'reflecting each other as obliquely as in cracked mirrors'

Lola Ridge and poetry’s refractions in Aotearoa

Lola Ridge
Lola Ridge

Some time ago I was traversing through Papers Past, an archive of digitised newspapers managed by the National Library of New Zealand, when I fortuitously encountered six poems by Lola Ridge in the New Zealand Illustrated and The New Zealand Tablet. With the exception of “The Tidings,” her other poems “The Legend of the Cross, The Dream Man,” Moonstruck,” “Dead Pine Shadows,” and “Mother” underplay the more abrasive social observations that accompanied Ridge’s The Ghetto and Other Poems (1918), but they are also undeniably rebellious in their pleasure of feminine, cosmic, and earthly ecologies. Of particular interest in this small cohort of poetry is how much Ridge’s imagery of light — its refracting, reflecting properties infused with mythological coordinates — echo throughout her poetic imaginary. Her 1903 poems are, for example, reap with lustrous and shady adjectives and compound nouns — “brightest,” “shining,” “burning beams,” “dusky,” “gleaming splendour,” “starry spaces,” “dull,” “glare o’ day,” “dim,” “moon-beams,” “glitter,” “pale,” “helmet white,” “moon-set,” “shining eye-balls lit” — that suggest the shifting material and elemental conditions of her perception. Later, in “Mother,” Ridge overtly aligns these conditions to her own maternal figure, whose lustrous presence foregrounds a sensitive feminine strength:

Your love was like moonlight
turning harsh things to beauty,
so that little wry souls
reflecting each other obliquely
as in cracked mirrors …
beheld in your luminous spirit
their own reflection,
transfigured as in a shining stream,
and loved you for what they are not.

You are less an image in my mind
than a lustre.
I see you in gleams
pale as a star-light on a gray wall …
evanescent as the reflection of a white swan
shimmering in broken water.

The ellipses here extend Ridge’s streams of attentive reflections that invest the poetic gaze with motherly appreciation. Michele Leggott has more expertly documented Ridge’s relationship with her mother than I can undertake. Yet suffice to say, this is a poem where memory sheds light not on the image of the mother but rather her radiating ambience. 

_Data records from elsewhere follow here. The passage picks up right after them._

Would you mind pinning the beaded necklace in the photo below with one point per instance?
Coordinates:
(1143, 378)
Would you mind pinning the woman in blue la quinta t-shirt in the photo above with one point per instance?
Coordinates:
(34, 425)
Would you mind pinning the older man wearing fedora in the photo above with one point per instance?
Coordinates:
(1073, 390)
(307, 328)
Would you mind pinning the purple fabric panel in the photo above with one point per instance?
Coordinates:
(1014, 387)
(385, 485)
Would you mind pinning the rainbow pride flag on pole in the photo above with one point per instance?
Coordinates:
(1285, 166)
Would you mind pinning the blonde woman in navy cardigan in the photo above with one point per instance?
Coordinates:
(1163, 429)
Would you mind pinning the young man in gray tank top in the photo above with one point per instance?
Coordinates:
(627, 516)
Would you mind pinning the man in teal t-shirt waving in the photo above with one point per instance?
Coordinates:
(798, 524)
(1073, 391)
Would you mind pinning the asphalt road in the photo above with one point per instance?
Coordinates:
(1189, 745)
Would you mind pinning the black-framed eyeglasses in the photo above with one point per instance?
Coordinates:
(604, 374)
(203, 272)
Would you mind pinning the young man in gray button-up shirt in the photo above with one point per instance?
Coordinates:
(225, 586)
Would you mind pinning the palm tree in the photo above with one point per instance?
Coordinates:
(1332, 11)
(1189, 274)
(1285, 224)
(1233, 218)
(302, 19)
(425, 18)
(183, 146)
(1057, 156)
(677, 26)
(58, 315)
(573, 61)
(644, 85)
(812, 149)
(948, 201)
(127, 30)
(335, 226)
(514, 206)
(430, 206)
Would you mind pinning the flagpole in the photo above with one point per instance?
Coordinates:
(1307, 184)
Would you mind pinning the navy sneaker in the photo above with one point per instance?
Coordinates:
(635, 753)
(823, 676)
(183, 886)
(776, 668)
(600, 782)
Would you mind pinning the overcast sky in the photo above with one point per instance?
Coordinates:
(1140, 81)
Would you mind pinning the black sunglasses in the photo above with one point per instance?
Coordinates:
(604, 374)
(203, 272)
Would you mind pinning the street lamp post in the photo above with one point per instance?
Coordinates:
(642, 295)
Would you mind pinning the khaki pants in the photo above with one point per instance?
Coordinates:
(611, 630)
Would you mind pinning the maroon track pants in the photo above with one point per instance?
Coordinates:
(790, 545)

Ridge’s fluency in this illustrious vocabulary also underscores my own anachronistic reading into the subtle inflections of her temporary homeland in her work — not because light has a material-specificity in Aotearoa but, rather, for the unique experiential effect it leaves on local observers. At least for contemporaries, Aotearoa’s light might recall the violence that it exerts on exposed skins under a dwindling ozone layer and the cheesy PSA memories of ‘slip, slop, slap.’ It also recalls for me Robert Creeley’s evocations of the stern sunlight in his poem “10:30 AM: Ralph Hotere’s” whereby the briskness of each line feels more akin to an observer’s reactive squinting: 

See sun shine.
Look across valley at houses.
Chickens squawk.
Bright glint off roofs.
Water’s also,
in bay, in distance.

Both poets’ fleeting engagements with Aotearoa’s ecological nuances gesture towards the interstitial zones where an uncomfortable squinting at the world re-envisions the parochialism of an island state. Ridge’s inner and outer worlds were marked by a sense of dislocation, motion, and unsettlement — as an Irish immigrant in New Zealand, Australia, and later the United States — and her poetry, arguably, can be read like “cracked mirrors” that reflect back her sharp perceptions of these geopolitical spaces and timescales.

Yet more to the point here, Ridge’s migratory patterns pose a rather curious problem of identification, raising the question of who might be included in the accumulative category of “New Zealand/Aotearoa poetry,” and, indeed, the validity of this label itself. Ridge’s brief presence in New Zealand/Aotearoa alone should invite a very long squint at the configurations of the country’s poetry communities. And indeed, Ridge’s poetry proposes a different cartography of national literature, one that remaps not centres but its radiant networks. 

1. Robert Creeley, The Collected Poems of Robert Creeley 1975-2005 (Berkeley: University of California Press, 2006), 9.